- From: Nils Klarlund <klarlund@research.att.com>
- Date: Tue, 8 Feb 2000 15:32:03 -0500
- To: <xsl-editors@w3.org>
- Cc: "klarlund" <klarlund@research.att.com>
I believe that the way CDATA sections are treated in XPATH/XSLT is not compatible with the latest Errata to XML 1.0. (http://www.w3.org/XML/xml-19980210-errata). Moreover, the way CDATA sections are treated makes it impossible to adopt a simple view of XML, namely remove all whitespaces nodes, without a provable loss of expressive power! This radical pruning view is desirable for many applications, especially for database applications, but, also for document oriented processing, where the usual semantics that introduce tons of whitespace nodes is an aesthetic and practical problem.
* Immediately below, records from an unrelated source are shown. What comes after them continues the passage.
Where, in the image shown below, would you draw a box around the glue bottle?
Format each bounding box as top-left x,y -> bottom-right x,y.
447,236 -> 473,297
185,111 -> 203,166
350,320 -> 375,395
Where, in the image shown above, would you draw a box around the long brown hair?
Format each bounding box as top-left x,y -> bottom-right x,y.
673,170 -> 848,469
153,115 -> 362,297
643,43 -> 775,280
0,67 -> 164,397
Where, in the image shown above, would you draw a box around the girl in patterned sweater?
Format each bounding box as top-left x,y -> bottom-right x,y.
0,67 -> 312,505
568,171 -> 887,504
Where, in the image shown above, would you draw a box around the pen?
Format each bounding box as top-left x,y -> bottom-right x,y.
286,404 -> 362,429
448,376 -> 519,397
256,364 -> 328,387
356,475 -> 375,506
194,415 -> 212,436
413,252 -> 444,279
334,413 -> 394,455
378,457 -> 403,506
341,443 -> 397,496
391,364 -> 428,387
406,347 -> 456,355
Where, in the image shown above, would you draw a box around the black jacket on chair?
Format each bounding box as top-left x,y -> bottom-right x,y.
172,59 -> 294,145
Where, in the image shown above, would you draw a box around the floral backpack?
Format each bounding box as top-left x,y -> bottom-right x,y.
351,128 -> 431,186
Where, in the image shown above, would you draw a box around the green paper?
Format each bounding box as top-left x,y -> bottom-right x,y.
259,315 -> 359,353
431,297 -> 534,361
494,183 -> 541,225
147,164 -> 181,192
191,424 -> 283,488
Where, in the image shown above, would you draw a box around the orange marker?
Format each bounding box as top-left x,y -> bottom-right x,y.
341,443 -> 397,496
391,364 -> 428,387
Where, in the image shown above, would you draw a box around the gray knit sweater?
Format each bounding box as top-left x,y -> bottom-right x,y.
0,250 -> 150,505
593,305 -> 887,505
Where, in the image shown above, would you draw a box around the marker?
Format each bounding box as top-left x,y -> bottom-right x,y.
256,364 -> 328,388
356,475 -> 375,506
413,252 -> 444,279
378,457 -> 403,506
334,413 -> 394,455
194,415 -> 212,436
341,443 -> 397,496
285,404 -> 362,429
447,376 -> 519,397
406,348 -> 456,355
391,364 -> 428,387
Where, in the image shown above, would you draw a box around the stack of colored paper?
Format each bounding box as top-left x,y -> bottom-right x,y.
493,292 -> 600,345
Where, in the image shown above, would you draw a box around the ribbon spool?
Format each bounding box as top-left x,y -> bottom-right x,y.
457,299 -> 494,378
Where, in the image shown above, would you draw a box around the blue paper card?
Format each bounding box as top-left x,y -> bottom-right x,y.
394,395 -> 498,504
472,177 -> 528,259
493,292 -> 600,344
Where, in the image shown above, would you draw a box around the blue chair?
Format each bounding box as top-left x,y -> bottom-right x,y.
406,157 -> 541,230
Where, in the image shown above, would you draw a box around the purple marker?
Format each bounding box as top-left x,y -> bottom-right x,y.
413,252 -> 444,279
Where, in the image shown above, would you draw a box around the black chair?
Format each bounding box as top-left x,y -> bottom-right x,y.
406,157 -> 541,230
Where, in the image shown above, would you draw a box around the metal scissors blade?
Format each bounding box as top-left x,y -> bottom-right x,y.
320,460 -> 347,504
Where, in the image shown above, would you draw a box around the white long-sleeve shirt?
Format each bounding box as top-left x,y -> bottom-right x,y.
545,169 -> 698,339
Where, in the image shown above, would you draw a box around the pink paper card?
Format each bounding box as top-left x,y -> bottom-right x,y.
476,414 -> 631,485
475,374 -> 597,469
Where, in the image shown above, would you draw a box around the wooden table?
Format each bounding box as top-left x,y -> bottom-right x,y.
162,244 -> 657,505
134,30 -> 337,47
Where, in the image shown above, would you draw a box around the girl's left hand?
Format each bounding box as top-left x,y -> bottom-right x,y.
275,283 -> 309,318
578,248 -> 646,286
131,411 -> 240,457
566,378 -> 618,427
The problem is that even a very explicitly marked whitespace such as <![CDATA[ ]]> is eaten up if not in company with non-whitespace characters. So, I can't insert spaces between nodes! In other words, assuming that it is unreasonable that a DTD or application should make decisions about which whitespace nodes are for real and which are not, I'm in trouble: I want to prune all whitespace nodes, except those that I mark as important. Clearly, as indicated, in the section below, XML 1.0 makes semantic distinctions between ' ' and <![CDATA[ ]]>. Thus, XSLT cannot be used to determine whether some content is "element content". Does it appear in error to water down XPATH to that point? I suggest that the stripping of whitespace nodes explicitly excludes nodes gotten from or involving CDATA sections. Thanks /Nils From Errata: Section 3 Change item number 2 of the list of valid cases for the "Element Valid" VC to read: The declaration matches children and the sequence of child elements belongs to the language generated by the regular expression in the content model, with optional white space (characters matching the nonterminal S) between the start tag and the first child element, between child elements or between the last child element and the end tag. Note that a CDATA section containing only white space does not match the nonterminal S, and hence cannot appear in these positions.
Received on Tuesday, 8 February 2000 15:37:50 UTC